With a joyous grunt the bear started forward. In the grip of immense terror, the horse halted then turned his head. He saw the five wolves across the path to the east, while the bear and the rocks barred the path to the west.
The horse spun on his hoofs and fled southward, pursued by the bear with oscillating, heavy leaps, and the wolves, now frightened by their new rival but kept in action by lingering hope. The hunted beast, reddening the trail with his blood, constantly lost ground. His wounded leg seemed dead, stiff, and hampered his strides. All about, avid lives sought to swallow this terrified life.
Soon, with the bear so near that the wolves howled with disappointment, the grass-eater saw nothing but greedy maws. A few seconds before there had remained a lane of escape, the open plain upon which, for so long, through his scent and speed, he had fled from the meat-eaters. Now, space was filled with famished beasts, and the horse, heavy as a rock, still as a tree, waited for death with a sinister moan. The bear split his throat, blood drenched the red hair; a wolf, bolder than the others, attacked him from behind.

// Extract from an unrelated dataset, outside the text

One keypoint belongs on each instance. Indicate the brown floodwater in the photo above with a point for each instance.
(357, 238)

That terrible night made the women even more prudent. When the haven was not sure, they upset their canoe, and this shelter disconcerted the crude intelligence of the wild beasts. Between the ground and the rim of the craft there was space left through which to prick the nostrils that came scenting, or the groping paws. Mysteriously wounded by an invisible foe, the beasts beat a rapid retreat. Glava and Amhao took care not to wield their spears too violently, so as not to exasperate the larger meat-eaters.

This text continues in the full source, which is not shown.